As I understand it, the issue was that the rebates did not amount to a simple volume discount, but were given only if the hospital allowed St. Jude to become its dominant supplier of certain devices, for example,
One such rebate was offered to Parma Community General Hospital in Parma, Ohio, a suburb of Cleveland, according to settlement papers made available by the government on Friday. The medical center could earn discounts on products if it gave St. Jude Medical 90 percent of its annual usage of mechanical heart valves, 80 percent of its annual usage of conventional pacemakers and 50 percent of its annual usage of conventional implantable defibrillators, according to the settlement agreement.

The two-year contract began in April 2003 and St. Jude Medical at the time did not have government approval to sell newer 'biventricular' pacemakers and ICDs. A rival company, however, did have approval for such products, and the settlement agreement asserts that St. Jude agreed to give the Ohio hospital a rebate for each biventricular pacemaker and ICD purchased from the competitor so long as Parma hospital maintained market share targets on St. Jude Medical products.

'The contract also mandated that once (St. Jude Medical) gained Food and Drug Administration approval for its own biventricular devices, the rebates would end, and (Parma) could earn discounts by giving (St. Jude Medical) 80 percent of its annual usage of biventricular pacemakers, and 50 percent of its annual usage of biventricular ICDs,' the settlement agreement states.

What was the problem with this?
'Hospitals should base their purchasing decisions on what is in the best interests of their patients,' Tony West, assistant attorney general for the Justice Department's civil division, said in a statement.

St. Jude's response was that it was all so trivial and so long ago,
In a statement issued Friday, St. Jude Medical said: 'The allegations centered on small, isolated product rebates that the company paid more than five years ago. The company entered into a settlement agreement in order to avoid the potential costs and risks associated with litigation.'

So add another marcher in the parade of legal settlements. While most of the marchers in this parade seem to be pharmaceutical companies, it appears that device manufacturers are trying to catch up.

We have been noting new entrants to this parade for a while mainly as a way to document how often health care organizations, including some of the largest and seemingly most respectable organizations, have been accused of unethical conduct.  Often this conduct seems likely to increase health care costs, by driving up the prices of goods or services, or by encouraging the use of expensive tests or treatments when perhaps something simpler and cheaper would be just as good for the patient.  Sometimes, this conduct seems likely to decrease health care quality, and worsen patient outcomes because the tests or treatments being pushed by the unethical behavior may be less effective, and/or more likely to cause harm than other credible alternatives.

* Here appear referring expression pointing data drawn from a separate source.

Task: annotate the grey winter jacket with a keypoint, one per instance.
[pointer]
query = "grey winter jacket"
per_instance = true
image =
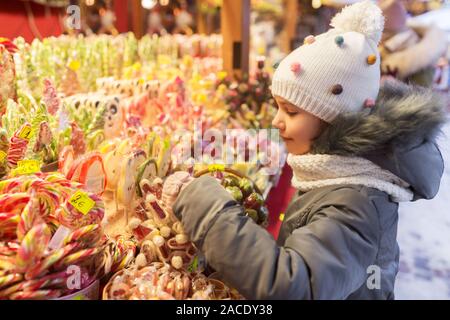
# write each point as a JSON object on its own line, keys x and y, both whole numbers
{"x": 336, "y": 242}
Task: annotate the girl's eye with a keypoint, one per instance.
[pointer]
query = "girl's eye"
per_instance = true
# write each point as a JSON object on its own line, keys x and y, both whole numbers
{"x": 291, "y": 113}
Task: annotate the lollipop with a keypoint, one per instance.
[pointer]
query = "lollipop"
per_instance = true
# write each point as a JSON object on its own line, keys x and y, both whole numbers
{"x": 72, "y": 218}
{"x": 18, "y": 145}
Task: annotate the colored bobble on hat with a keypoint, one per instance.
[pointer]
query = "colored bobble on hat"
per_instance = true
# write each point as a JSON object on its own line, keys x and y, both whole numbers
{"x": 337, "y": 89}
{"x": 339, "y": 40}
{"x": 371, "y": 59}
{"x": 369, "y": 103}
{"x": 309, "y": 39}
{"x": 296, "y": 67}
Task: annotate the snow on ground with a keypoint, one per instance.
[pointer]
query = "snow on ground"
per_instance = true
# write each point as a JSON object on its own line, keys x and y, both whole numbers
{"x": 424, "y": 240}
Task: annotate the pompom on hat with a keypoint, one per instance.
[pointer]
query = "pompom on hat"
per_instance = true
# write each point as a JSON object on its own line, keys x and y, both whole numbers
{"x": 340, "y": 70}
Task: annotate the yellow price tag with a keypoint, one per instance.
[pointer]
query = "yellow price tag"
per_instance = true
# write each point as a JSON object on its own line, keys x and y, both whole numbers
{"x": 222, "y": 75}
{"x": 82, "y": 202}
{"x": 27, "y": 167}
{"x": 3, "y": 155}
{"x": 25, "y": 133}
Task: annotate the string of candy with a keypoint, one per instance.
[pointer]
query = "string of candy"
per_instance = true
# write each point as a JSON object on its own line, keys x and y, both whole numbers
{"x": 17, "y": 150}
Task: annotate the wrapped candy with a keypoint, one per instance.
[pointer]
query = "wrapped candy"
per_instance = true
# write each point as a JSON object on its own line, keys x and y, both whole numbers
{"x": 71, "y": 217}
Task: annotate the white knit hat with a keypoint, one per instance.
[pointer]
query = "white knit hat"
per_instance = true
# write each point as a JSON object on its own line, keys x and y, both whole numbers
{"x": 337, "y": 71}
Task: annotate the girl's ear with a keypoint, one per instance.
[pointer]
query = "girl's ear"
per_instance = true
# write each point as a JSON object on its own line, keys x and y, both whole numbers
{"x": 322, "y": 127}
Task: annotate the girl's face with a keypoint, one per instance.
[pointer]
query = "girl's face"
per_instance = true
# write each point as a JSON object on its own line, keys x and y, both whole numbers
{"x": 298, "y": 128}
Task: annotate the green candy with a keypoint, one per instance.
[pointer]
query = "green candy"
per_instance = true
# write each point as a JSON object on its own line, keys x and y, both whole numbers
{"x": 252, "y": 214}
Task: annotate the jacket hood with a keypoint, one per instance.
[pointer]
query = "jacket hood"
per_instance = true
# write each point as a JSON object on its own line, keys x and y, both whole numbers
{"x": 398, "y": 134}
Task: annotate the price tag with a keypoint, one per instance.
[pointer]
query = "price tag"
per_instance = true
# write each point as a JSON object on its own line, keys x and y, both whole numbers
{"x": 194, "y": 265}
{"x": 27, "y": 167}
{"x": 216, "y": 167}
{"x": 25, "y": 133}
{"x": 82, "y": 202}
{"x": 3, "y": 155}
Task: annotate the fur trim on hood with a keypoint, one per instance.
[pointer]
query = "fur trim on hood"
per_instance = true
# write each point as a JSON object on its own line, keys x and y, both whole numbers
{"x": 398, "y": 134}
{"x": 431, "y": 46}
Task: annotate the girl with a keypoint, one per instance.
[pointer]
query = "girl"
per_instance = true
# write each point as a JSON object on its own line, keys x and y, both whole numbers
{"x": 353, "y": 158}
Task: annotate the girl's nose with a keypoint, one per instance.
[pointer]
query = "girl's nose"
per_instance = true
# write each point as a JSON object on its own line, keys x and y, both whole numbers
{"x": 278, "y": 123}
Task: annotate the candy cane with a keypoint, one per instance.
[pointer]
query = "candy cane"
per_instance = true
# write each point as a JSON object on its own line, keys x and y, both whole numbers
{"x": 17, "y": 150}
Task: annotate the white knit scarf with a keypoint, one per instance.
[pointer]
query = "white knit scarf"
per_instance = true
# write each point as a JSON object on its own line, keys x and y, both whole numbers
{"x": 315, "y": 171}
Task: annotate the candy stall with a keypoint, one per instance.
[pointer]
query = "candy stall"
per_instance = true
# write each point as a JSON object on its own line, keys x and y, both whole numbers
{"x": 91, "y": 127}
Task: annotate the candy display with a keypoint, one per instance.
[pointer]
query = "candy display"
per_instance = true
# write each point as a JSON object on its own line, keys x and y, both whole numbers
{"x": 112, "y": 114}
{"x": 33, "y": 261}
{"x": 160, "y": 281}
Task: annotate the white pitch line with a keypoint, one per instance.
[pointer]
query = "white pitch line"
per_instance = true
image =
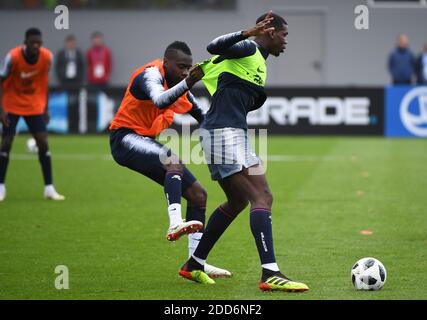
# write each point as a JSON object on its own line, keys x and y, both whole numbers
{"x": 107, "y": 157}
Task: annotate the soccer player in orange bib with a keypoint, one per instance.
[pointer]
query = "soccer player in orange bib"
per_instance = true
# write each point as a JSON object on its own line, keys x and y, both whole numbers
{"x": 24, "y": 92}
{"x": 157, "y": 91}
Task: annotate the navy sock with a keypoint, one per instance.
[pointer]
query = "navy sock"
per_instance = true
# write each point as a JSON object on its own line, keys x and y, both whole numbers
{"x": 196, "y": 213}
{"x": 4, "y": 161}
{"x": 173, "y": 186}
{"x": 217, "y": 224}
{"x": 46, "y": 164}
{"x": 261, "y": 227}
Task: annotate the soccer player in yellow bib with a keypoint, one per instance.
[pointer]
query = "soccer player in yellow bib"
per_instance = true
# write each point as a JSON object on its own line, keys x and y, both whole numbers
{"x": 235, "y": 78}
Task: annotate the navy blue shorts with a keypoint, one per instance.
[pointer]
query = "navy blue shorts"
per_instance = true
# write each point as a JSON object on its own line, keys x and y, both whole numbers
{"x": 35, "y": 124}
{"x": 143, "y": 154}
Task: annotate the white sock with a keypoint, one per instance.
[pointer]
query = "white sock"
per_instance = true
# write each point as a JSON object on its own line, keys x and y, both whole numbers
{"x": 271, "y": 266}
{"x": 175, "y": 216}
{"x": 201, "y": 261}
{"x": 193, "y": 242}
{"x": 49, "y": 188}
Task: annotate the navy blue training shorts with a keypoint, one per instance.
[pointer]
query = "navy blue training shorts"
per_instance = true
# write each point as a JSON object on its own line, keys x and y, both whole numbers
{"x": 142, "y": 154}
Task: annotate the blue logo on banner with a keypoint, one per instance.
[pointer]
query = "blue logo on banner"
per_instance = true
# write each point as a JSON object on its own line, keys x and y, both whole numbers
{"x": 58, "y": 111}
{"x": 406, "y": 111}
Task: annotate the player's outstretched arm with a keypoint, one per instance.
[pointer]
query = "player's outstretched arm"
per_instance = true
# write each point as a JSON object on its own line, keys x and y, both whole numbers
{"x": 196, "y": 111}
{"x": 151, "y": 83}
{"x": 3, "y": 115}
{"x": 4, "y": 73}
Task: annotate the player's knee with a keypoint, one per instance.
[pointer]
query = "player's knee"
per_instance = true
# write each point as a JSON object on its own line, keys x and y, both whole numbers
{"x": 42, "y": 146}
{"x": 196, "y": 195}
{"x": 238, "y": 205}
{"x": 263, "y": 200}
{"x": 268, "y": 198}
{"x": 6, "y": 144}
{"x": 178, "y": 167}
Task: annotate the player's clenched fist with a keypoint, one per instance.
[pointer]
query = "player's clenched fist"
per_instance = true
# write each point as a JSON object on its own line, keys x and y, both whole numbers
{"x": 195, "y": 74}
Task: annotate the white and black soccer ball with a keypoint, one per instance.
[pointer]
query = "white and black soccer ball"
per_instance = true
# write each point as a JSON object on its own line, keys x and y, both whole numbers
{"x": 368, "y": 274}
{"x": 32, "y": 146}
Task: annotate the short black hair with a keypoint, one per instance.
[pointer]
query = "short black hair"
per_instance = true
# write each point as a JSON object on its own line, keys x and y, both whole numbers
{"x": 277, "y": 22}
{"x": 32, "y": 32}
{"x": 96, "y": 34}
{"x": 70, "y": 37}
{"x": 175, "y": 46}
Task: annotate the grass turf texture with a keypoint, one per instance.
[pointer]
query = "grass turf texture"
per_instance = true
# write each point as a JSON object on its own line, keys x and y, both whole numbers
{"x": 110, "y": 232}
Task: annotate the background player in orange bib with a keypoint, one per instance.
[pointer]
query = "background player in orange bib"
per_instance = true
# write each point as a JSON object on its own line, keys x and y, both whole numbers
{"x": 157, "y": 91}
{"x": 24, "y": 92}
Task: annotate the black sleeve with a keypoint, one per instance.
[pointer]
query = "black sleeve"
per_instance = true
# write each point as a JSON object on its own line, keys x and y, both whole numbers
{"x": 232, "y": 45}
{"x": 196, "y": 112}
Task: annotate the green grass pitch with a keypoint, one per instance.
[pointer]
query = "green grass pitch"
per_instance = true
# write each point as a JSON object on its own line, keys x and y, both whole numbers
{"x": 110, "y": 232}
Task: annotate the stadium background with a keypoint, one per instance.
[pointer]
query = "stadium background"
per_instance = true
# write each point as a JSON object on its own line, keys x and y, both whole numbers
{"x": 329, "y": 188}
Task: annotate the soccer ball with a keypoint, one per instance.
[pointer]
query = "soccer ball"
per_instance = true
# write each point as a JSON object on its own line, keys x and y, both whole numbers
{"x": 32, "y": 146}
{"x": 368, "y": 274}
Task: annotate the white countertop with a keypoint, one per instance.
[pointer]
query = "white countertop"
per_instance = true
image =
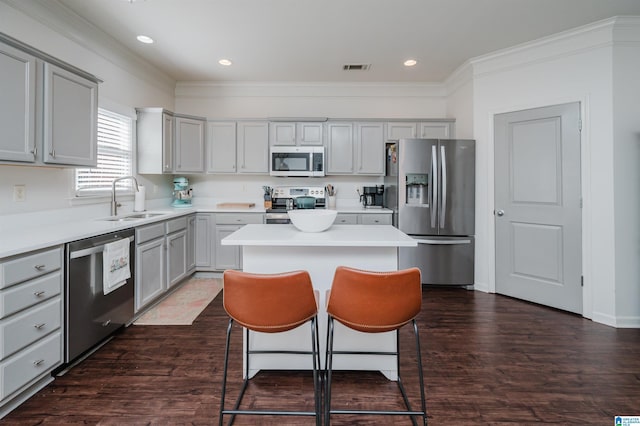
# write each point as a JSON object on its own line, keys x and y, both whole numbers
{"x": 336, "y": 236}
{"x": 42, "y": 232}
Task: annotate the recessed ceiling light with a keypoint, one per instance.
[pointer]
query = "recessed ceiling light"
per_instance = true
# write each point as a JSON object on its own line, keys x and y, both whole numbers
{"x": 145, "y": 39}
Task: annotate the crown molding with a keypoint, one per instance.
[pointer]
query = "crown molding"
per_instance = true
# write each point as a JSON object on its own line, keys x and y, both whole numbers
{"x": 57, "y": 17}
{"x": 204, "y": 89}
{"x": 594, "y": 36}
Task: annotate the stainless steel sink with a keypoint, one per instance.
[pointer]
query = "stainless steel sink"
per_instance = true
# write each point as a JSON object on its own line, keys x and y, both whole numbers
{"x": 131, "y": 217}
{"x": 144, "y": 215}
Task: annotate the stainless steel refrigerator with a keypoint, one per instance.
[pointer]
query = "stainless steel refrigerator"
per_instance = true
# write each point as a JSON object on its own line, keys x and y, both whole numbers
{"x": 430, "y": 186}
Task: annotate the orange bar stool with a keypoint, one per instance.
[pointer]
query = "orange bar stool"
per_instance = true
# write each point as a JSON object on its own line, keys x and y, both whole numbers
{"x": 375, "y": 302}
{"x": 270, "y": 303}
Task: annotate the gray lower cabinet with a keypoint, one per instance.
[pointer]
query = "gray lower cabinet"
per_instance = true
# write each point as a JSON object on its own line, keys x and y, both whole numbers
{"x": 363, "y": 219}
{"x": 176, "y": 257}
{"x": 191, "y": 243}
{"x": 176, "y": 230}
{"x": 162, "y": 253}
{"x": 230, "y": 257}
{"x": 151, "y": 269}
{"x": 31, "y": 342}
{"x": 205, "y": 241}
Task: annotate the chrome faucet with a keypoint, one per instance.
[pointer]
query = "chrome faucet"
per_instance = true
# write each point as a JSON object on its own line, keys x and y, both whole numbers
{"x": 114, "y": 203}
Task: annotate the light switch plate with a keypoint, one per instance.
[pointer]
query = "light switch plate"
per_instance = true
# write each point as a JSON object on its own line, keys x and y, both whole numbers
{"x": 19, "y": 193}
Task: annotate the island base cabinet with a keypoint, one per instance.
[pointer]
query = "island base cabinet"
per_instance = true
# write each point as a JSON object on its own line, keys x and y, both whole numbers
{"x": 230, "y": 257}
{"x": 227, "y": 257}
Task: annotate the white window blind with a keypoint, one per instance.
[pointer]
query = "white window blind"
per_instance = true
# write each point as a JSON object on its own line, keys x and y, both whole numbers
{"x": 115, "y": 156}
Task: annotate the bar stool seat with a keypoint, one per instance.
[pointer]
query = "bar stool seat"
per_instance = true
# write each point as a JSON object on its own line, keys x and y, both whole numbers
{"x": 375, "y": 302}
{"x": 270, "y": 303}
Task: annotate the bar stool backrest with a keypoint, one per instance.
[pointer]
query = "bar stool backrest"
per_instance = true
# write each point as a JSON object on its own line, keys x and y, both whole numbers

We also have repeatedly said that the usual sorts of legal settlements we have described do not seem to be an effective way to deter future unethical behavior.  Even large fines (and the one described above would be peanuts to a large health care corporation) can be regarded just as a cost of doing business.   Furthermore, the fine's impact may be diffused over the whole company, and ultimately comes out of the pockets of stockholders, employees, and customers alike. It provides no negative incentives for those who authorized, directed, or implemented the behavior in question. My refrain has been: we will not deter unethical behavior by health care organizations until the people who authorize, direct or implement bad behavior fear some meaningfully negative consequences. Real health care reform needs to make health care leaders accountable, and especially accountable for the bad behavior that helped make them rich.